On the other hand, the lockstep support of the Congressional GOP for almost everything Bush tried to do burned them badly, so creating the impression that there are significant disagreements between a “radical” Congress and Obama might be quite useful for both Congressional Democrats and Obama: the members can tell the activists and voters back home that they are pursuing their agenda as intensely as possible, and Obama can use Congress as a foil and tell moderates and independents that he is the only one who can halt their excesses and eventually get them to craft “responsible” legislation. Of course, all of this takes for granted that the chairmen are actually Obama’s opponents and that Obama’s statements on all of these things in the past reflect the agenda that he really wants and cannot get, and that may not be true.

The difference between Brooks’ critique of the “suicide march” and the typical hawkish attack on Obama’s foreign policy is that Brooks seems to think that there are ways to pursue the agenda Obama has laid out on health care and cap-and-trade that would not lead to cost inflation and giving away pollution offsets. Obama also campaigned against mandates, and the health care legislation has those, too, but this is not an example of Congress’ defiance. It is instead a reminder that Obama was trying to have things both ways during the campaign, which in that case meant support for health care legislation with none of the drawbacks. Foreign policy critics start with the assumption that conciliatory moves and diplomatic outreach are wastes of time and dangerous signals of weakness, so for them Obama has already failed simply by making an attempt they already regard as doomed. The chairmen are not exactly defying Obama when they are crafting legislation that will more or less inevitably lead to these things by the very nature of the legislation. It’s as if someone had written in 2001 that the GOP Congress was “defying” Bush by passing tax cuts with no concern that this would increase the deficit. After all, Bush had promised fiscal responsibility! Perhaps someone somewhere believed that Bush’s “priority” in this matter was fiscal responsibility, but no one believed that for very long. We do not discern the priorities of politicians in what they say they want, but rather in how they act.

Whenever people have started praising Obama for his “pragmatism,” what they are referring to is his willingness to ditch positions that are no longer useful and to accommodate himself to new centers of power. Meanwhile, the only people who are likely to be surprised by the reckless progressivism of the domestic agenda are those who conned themselves and others into believing that Obama was something else all along. The only people who are likely to see a significant conflict between Obama and Congressional Democrats on these items are those who think that the government can do these things without the negative consequences Brooks mentions.

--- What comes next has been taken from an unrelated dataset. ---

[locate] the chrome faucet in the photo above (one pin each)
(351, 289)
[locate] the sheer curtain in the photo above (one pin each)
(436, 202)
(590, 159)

There have been several occasions over the last two and a half years when it became quite common to say that Obama wasn’t ruthless or tough or wily enough to defeat his opponents, but in every confrontation so far he has come out ahead. If the chairmen really are defying him because they don’t fear him, perhaps it is they who are overconfident and are heading for a fall. It is quite possible that liberals in Congress will drive the Democrats off an electoral cliff with their domestic agenda, and it seems clear that the proposed health care legislation will exacerbate the key problem it is supposed to be solving, but if this happens it will not be because Obama failed to instill fear in committee chairmen. It will happen because the substance of the legislation is flawed.

In the end, members of Congress in the President’s party who want an even more aggressive approach to a given policy usually also tend to be the most ideological and the most loyal partisans, which means that their dissent and defiance, to the extent that any exists, are the least dangerous to the President and his agenda.